To solve the beamforming bootstrap problem without prior synchronization, we employ an asymmetric scanning protocol. Designate transceiver A as the fast scanner and B as the slow scanner.
Let the total cells in each search grid be:
\[ N_a = i_{\max,a} \times j_{\max,a}, \quad N_b = i_{\max,b} \times j_{\max,b} \]The time for A to complete one full boustrophedon sweep:
\[ T_{\text{scan},a} = N_a \cdot \tau_a \]For B to guarantee its beam is on the correct line-of-sight cell when A sweeps past, B must dwell on each cell for at least one full scan of A:
\[ \boxed{\;\tau_{b,\text{opt}} = N_a \cdot \tau_a = \frac{N_a}{R_a}\;} \]where \(R_a\) is A's scan rate in cells/s. The worst-case discovery time (hit on B's last cell):
\[ \boxed{\;T_{\max} = N_b \cdot \tau_{b,\text{opt}} = N_a \cdot N_b \cdot \tau_a\;} \]With equal scan rates (symmetric protocol), the beams may enter a deafness cycle where they perpetually miss, with no bounded convergence guarantee.

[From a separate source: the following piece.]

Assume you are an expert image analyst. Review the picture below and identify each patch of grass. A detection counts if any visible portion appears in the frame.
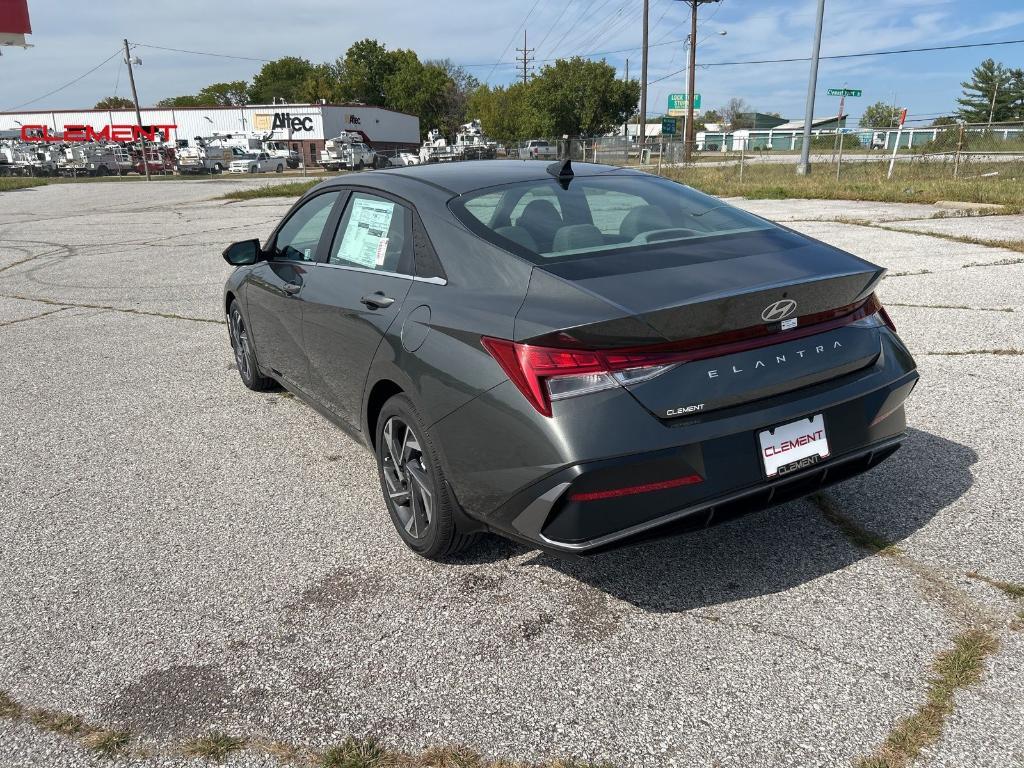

When a coarse hit is detected (beam gain ≥ threshold for both parties), the radios establish initial communication and exchange coordinates. They then switch to a synchronized jitter protocol to maximize beam overlap, converging via gradient ascent with simulated annealing:
\[ \mathbf{p}_{k+1} = \mathbf{p}_k + \alpha(\mathbf{c} - \mathbf{p}_k) + T_k \cdot \boldsymbol{\eta}, \quad T_{k+1} = \gamma \, T_k \]where \(\mathbf{c}\) is the optimal pointing direction, \(\alpha\) is the convergence rate, \(T_k\) is the annealing temperature, \(\gamma \approx 0.97\) is the cooling factor, and \(\boldsymbol{\eta} \sim \mathcal{U}(-0.5,\,0.5)\) is uniform jitter noise.